In 1999 about 65,000 apple trees of the varieties Pacific Rose and Southern Snap, bred and developed in New Zealand, were found growing in Chile.8 These apple varieties had been developed, at a cost of considerable time, money and effort, to have improved characteristics giving an advantage over other apple varieties in the international markets. Strong intellectual property rights enable New Zealand right holders to control the exploitation of technology developed here and ensure the benefits of research investment are protected. To be effective in an international market, these intellectual property rights must be able to be asserted in foreign countries such as Chile.

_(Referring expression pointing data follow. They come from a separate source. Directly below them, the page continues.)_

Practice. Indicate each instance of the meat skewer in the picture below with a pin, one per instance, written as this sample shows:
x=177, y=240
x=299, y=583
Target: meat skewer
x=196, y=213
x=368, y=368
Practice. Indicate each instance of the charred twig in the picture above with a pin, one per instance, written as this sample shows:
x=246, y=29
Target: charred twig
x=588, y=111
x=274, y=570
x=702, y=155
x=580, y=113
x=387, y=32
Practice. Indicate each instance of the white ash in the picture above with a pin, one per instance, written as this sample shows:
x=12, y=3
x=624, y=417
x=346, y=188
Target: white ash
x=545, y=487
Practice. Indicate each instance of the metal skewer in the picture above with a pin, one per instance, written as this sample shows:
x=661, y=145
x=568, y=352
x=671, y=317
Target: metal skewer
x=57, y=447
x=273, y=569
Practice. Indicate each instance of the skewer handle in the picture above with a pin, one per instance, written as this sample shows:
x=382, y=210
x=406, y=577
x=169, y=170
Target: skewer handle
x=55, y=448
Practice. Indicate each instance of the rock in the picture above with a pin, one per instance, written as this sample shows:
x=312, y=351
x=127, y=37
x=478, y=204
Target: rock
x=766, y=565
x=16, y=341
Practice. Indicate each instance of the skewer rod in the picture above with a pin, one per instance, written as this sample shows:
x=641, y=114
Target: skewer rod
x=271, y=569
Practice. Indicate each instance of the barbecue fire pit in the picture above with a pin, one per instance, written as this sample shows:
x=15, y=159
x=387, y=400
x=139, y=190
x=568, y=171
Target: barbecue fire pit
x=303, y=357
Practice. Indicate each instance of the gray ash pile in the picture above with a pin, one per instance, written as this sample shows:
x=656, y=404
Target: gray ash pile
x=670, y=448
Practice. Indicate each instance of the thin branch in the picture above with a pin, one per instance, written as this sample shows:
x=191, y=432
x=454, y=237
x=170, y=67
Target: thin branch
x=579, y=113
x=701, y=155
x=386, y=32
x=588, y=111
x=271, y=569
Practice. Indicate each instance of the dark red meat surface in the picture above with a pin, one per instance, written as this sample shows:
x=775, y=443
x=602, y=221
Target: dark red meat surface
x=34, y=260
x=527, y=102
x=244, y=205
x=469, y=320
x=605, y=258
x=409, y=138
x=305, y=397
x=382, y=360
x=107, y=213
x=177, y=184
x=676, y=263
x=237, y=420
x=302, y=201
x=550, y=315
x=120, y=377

International agreements have sought to facilitate trade and protect intellectual property rights. Two of these are particularly relevant to New Zealand's biotechnology-based industries. The International Convention for the Protection of New Varieties of Plants 1961 (UPOV)9 now has a membership of over fifty countries in which plant variety rights conferred by member states will be recognised. Under the GATT Treaty, the Agreement on Trade Related aspects of Intellectual Property Rights (TRIPS) aims to promote international consistency in the recognition of all forms of intellectual property rights. This agreement sets out minimum standards on the strength, form, duration and enforcement of intellectual property rights for all members of the World Trade Organisation. New Zealand is a signatory to both instruments.
The international standardisation of intellectual property rights brought about by the TRIPS agreement, the historical linkage between New Zealand's legislation, and earlier United Kingdom statutes, mean that case law from other jurisdictions is relevant to many patent issues in this country. Few biotechnology patent issues have come before the New Zealand courts, so it is worthwhile to examine foreign case law. In particular, the House of Lords' decision in Biogen v Medeva10may be of significant persuasive authority.
III. Biotechnology and New Zealand
The New Zealand economy is heavily dependent on primary industries. Biotechnological research is an essential factor in maximising the returns from these industries.11In many areas of biotechnology, New Zealand is at the forefront of international research efforts. It is in the national interest to encourage these research efforts. One way of encouraging research is to have a strong system of intellectual property protection for the products of innovative research. Basic research produces the building blocks of innovation. It is therefore necessary to fund basic research adequately. The participation of the private sector can supplement public investment in research and development. However, increasing the involvement of the private sector requires the provision of incentives to invest in research and development. Intellectual property rights can provide this incentive.